Two town councillors will go head-to-head this fall now that Coun. Sheldon Fingler has decided to step into the mayor’s race.
Fingler, who said earlier this summer that he would be running for re-election as councillor this fall, announced Wednesday morning that he was instead running for mayor of Morinville.
“It’s been a process I’ve been thinking about for awhile,” he said of the switch, one he made at the encouragement of family and community members. “We’re at a crucial time in our community,” he said, and the town will need strong leadership to get through the next four years.
First elected last fall, Fingler, 40, is a life-long town resident who worked 10 years with the town’s public works department.
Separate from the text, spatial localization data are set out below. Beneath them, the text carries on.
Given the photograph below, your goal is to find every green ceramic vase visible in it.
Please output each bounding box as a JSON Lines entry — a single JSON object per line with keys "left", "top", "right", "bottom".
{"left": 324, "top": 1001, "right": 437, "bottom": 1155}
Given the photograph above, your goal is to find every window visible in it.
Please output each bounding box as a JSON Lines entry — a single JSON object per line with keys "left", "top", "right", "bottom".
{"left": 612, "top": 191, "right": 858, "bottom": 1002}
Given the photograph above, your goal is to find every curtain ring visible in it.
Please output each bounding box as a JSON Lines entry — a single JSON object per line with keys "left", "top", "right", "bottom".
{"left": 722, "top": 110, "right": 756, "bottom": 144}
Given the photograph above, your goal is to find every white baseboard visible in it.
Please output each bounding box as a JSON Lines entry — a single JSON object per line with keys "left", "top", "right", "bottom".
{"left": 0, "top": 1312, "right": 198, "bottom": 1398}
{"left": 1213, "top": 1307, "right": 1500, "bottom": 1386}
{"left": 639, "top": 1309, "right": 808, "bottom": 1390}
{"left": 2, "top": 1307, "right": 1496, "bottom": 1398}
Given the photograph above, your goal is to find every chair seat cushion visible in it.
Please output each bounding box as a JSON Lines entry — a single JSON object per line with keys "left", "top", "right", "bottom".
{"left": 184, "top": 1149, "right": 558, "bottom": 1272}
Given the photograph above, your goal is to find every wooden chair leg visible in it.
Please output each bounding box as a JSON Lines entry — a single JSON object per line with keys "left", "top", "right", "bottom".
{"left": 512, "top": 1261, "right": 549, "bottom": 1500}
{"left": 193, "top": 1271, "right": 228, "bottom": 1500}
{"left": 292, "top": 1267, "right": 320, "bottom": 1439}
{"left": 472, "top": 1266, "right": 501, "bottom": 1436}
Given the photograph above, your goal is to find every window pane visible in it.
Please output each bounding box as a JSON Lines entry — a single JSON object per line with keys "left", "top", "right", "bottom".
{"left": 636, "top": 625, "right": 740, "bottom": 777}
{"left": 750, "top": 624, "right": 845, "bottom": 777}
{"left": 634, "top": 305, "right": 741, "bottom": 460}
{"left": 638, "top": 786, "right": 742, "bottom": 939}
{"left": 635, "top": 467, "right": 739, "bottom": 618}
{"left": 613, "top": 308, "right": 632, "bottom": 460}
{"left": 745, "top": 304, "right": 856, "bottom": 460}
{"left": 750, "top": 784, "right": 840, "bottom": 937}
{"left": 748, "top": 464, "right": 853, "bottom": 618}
The married father of three is the owner of Infinite Event Services, an event planning company that, among other jobs, provides the audio-visual services for Capital Region Board meetings. Fingler is also an active member of the local chamber of commerce.
Morinville has a lot of good ideas on the go, Fingler said, but needs a strong vision of the future to guide it.
“People aren’t moving to Morinville because there’s a Costco at the north end of St. Albert,” he said. “People are moving to Morinville because they want that small community feel.”
While the town should strive to draw businesses and fill its vacant industrial lots, Fingler said Morinville had to be realistic about its expansion plans. “We don’t have a huge opportunity for more growth in the business sector,” he said, and doesn’t have a lot of extra land.
“I’m not saying we want to remain a bedroom community, but that is pretty much where we are now,” he said. “We are the residential destination of choice in the region, and we have to focus on that.”
That means the town should focus on bringing more recreational amenities to its borders, particularly a regional recreational complex. “Our arena is in need of repair,” he said, and a regional rec centre would be a big boost to the town. The town should work closely with local governments to get the cash it needs to build such a centre.
Many residents are concerned about residential taxes, Fingler said, which are about the second highest in the region. Others have questioned staffing levels at town hall, and the steep drop in operational reserves in last year’s budget.
“I’ve grown a business from out of my basement and my garage into an over a million dollar per year business,” he said, and that’s given him a fundamental understanding on how to manage money. “I would treat every dollar of the municipality’s the same way that I treat my own.”
Fingler said he would commission an external review of town administration if elected, one that would seek efficiencies and figure out the kind of staff the town needed for the next four years. “People understand they get what they pay for,” he said, and he wanted to make sure residents were getting the best value for their dollar. This review would cost about $100,000 over four years, he estimated, and would be more objective than the town’s recent internal operations review.
When asked for details on how he would address residential taxes or the town’s commercial/residential tax split, Fingler was short on specifics. “Until I see an operations review, I couldn’t say where the next steps are.”
Fingler pitched himself as someone who has a passionate commitment to Morinville and knows the town from the bottom up. “They know I’m in there for the long haul.”
Fingler is the fourth candidate in this fall’s Morinville mayoral race. He is running alongside deputy mayor Lisa Holmes, Shotgun Sally’s owner Christa Naughton and Lions Club president Carrie Foss.